# Removing the rear spoiler



## jerrybramlett (Feb 8, 2005)

I just ordered an 05 model GTO. I don't like the looks of any rear spoiler, and I don't want one on my new car.

The dealer assured me that there was not a "spoiler delete" option, so I've accepted that my car will arrive with a spoiler. The dealer said the GM parts network could sell me a replacement trunk lid, but that it would automatically come with the spoiler mounting holes already drilled.

However, I understand that the Austrailian and English (Vauxhall?) versions of the Monaro are available without spoilers. Is there an overseas source for a new trunk lid without spoiler holes that will fit an 05 GTO?


----------



## Legionaire (Jan 23, 2005)

Tell your dealer he doesn't know what he's talking about there most definately is a spoiler delete option!!!!


----------



## Palmer (Sep 23, 2004)

You may want to check out this post.....

GTO Forum > New GTO Discussion > GTO General Discussion > Spoilerless ( Pics ) Yellow Jacket.. 56K beware


----------



## Legionaire (Jan 23, 2005)

Palmer said:


> You may want to check out this post.....
> 
> GTO Forum > New GTO Discussion > GTO General Discussion > Spoilerless ( Pics ) Yellow Jacket.. 56K beware



You wanna provide a link please i couldn't find that thread and am interested in reading it. Thanks


----------



## chris8299s (Dec 15, 2004)

http://www.gtoforum.com/showthread.php?t=1380&highlight=yellow+jacket


----------



## djdub (Oct 23, 2004)

Legionaire said:


> Tell your dealer he doesn't know what he's talking about there most definately is a spoiler delete option!!!!

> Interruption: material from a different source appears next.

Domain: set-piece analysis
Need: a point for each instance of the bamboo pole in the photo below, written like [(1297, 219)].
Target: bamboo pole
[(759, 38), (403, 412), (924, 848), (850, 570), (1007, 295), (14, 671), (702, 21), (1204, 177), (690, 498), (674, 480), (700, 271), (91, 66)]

I hope your being sarcastic.

There is most definitely not a spoiler delete option from the factory.


----------



## jerrybramlett (Feb 8, 2005)

*A little clarification*

I had given up looking for a way to delete the spoiler from my order, but maybe someone on this forum can teach me how. 

The Pontiac "Event Code" for the GTO rear spoiler is T43 for the 05 model build. The dealer could not find an override option code to delete this spoiler from an 05 GTO. *If any of you know such a code, please tell me exactly what it is and I will give it a try.*

This dealer also attempted to order my car in a blue interior / black exterior color combination, but he couldn't get the plant to accept it. Can anyone help with that option code?


----------



## Legionaire (Jan 23, 2005)

djdub said:


> I hope your being sarcastic.
> 
> There is most definitely not a spoiler delete option from the factory.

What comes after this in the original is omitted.